2020東京オリンピックの一部種目の韓国分散開催案が日本のメディアを通じて報じられ、韓中日のスポーツ協力が具体化する可能性が高まっている。日本のメディアは最近、五輪開催都市である東京都の小池百合子知事が、ボート・カヌー競技場を新しく建てる代わりに、日本国内の既存施設を活用する方向で計画の変更を検討していることを受け、国際オリンピック委員会(IOC)が韓国の忠州(チュンジュ)のボート・カヌー競技場を代案として考えていると伝えた。まだ何も確定していない。しかし、隣国で五輪を分散開催するという発想の転換だけでも、変化した五輪を実感できる。
東京都とIOCの動きを見ながら、思い浮かべたのは平昌だ。IOCは2014年「アジェンダ2020」を発表し、経済と環境を念頭に置いた持続可能な五輪開催を事実上要求し、韓国では市民・環境団体を中心に分散開催を求める声が高まった。

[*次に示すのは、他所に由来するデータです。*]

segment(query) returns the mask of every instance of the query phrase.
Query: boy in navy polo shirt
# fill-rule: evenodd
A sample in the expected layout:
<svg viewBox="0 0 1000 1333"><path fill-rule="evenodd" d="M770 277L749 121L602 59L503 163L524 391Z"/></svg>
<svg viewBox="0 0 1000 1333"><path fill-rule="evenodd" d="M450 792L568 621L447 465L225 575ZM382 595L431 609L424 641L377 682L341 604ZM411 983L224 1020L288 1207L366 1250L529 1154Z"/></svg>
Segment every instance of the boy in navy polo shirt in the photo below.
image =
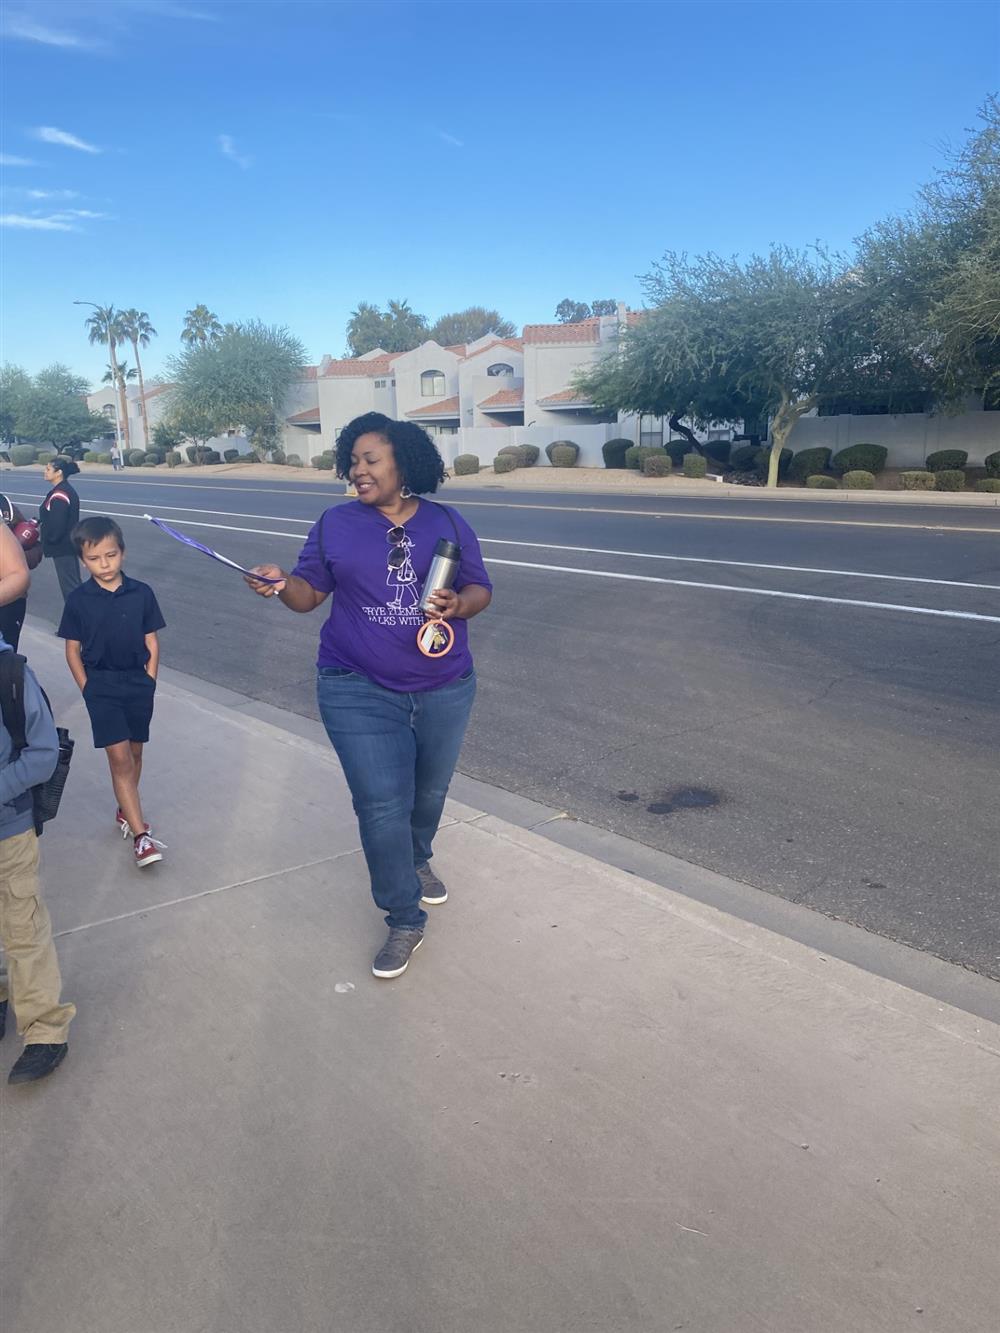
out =
<svg viewBox="0 0 1000 1333"><path fill-rule="evenodd" d="M94 745L108 756L118 827L133 839L136 865L148 866L163 860L163 844L143 819L139 776L160 661L156 631L166 621L152 588L122 573L125 539L113 519L85 518L73 529L73 543L90 578L66 598L56 633L66 640Z"/></svg>

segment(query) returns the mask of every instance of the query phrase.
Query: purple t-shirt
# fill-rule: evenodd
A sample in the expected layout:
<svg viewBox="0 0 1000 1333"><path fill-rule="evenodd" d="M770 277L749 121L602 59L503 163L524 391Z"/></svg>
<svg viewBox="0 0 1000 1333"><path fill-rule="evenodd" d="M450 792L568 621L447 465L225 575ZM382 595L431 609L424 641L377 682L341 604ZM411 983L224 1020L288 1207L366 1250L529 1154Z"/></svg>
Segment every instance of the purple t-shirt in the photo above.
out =
<svg viewBox="0 0 1000 1333"><path fill-rule="evenodd" d="M493 584L476 534L454 509L421 500L402 525L407 558L398 568L388 563L392 526L360 500L334 505L313 525L292 573L318 592L333 593L317 666L357 671L387 690L434 690L472 667L464 620L449 622L455 643L446 656L425 657L417 647L417 630L426 619L417 603L439 539L453 542L458 529L462 560L453 585L456 592L471 583L490 589Z"/></svg>

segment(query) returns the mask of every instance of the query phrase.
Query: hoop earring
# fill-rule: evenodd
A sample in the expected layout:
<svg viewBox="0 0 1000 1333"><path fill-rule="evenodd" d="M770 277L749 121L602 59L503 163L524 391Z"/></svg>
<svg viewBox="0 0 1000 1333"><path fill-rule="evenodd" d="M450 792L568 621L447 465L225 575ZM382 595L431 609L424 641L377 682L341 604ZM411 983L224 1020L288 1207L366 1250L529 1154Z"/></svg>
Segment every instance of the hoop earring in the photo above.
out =
<svg viewBox="0 0 1000 1333"><path fill-rule="evenodd" d="M409 486L404 486L404 487L400 490L400 492L399 492L399 498L400 498L401 500L412 500L412 499L413 499L413 492L410 490Z"/></svg>

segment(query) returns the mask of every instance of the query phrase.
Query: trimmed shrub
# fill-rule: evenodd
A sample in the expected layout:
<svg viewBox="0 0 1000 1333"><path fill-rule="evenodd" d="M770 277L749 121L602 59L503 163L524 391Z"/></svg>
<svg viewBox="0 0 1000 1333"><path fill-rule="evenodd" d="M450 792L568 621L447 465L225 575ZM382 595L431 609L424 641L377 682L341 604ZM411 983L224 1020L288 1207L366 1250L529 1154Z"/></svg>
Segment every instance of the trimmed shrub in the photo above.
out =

政府の主務省庁である文化体育観光部も、日本との分散開催までは行わなくとも、少なくともソウルの木洞(モクドン)や泰陵(テルン)のスケート場を活用し、アイスホッケーとスピードスケート種目を江原道以外の地域で開催することもあり得ると考えていた。しかし、疎通しようとしない大統領が「分散開催はあり得ない」と釘をさしたことで、(分散開催に向けた)あらゆる論議は終了を余儀なくされた。
現在、平昌のスライディングセンターや江陵(カンヌン)の氷上コンプレックスなど、各種施設の工事もほぼ終了した段階だ。これ以上は打つ手がない。素晴らしい施設を作り、活用する道しか残っていない。ただ、東京オリンピックのボート・カヌー競技が韓国で開かれるなど、分散開催が行われるなら、平昌の活用度が大きくなる可能性もある。2022冬季五輪の開催地である北京が、一度使えば後はあまり使わないスライディングセンターを建設する代わりに、平昌を活用できるからだ。スポーツ交流は、政治的軋轢でギクシャクした韓中日3カ国の相互理解を高める潤滑油になり得る。先月には平昌で韓中日のスポーツ相が会談を開き、「平昌宣言」を発表した。
しかし、依然としてくやしさが残るのも事実だ。平昌が主導的に分散開催案を採択したなら、費用だけでなく事後管理の面で、国民の負担を少なくできた。 首都圏の人口規模やスケート施設の利用を考えると、購買力は江陵よりはるかに大きいからだ。 オリンピック運営の面でも、先導的な模範を残せるはずだった。ボート・カヌー競技場の建設事業費が当初の予想を大幅に超え500億円(5400億ウォン)以上になったことで、代案を考え始めた東京都や、分散開催を進めるIOCの立場を目にしながら、改めて平昌を思う。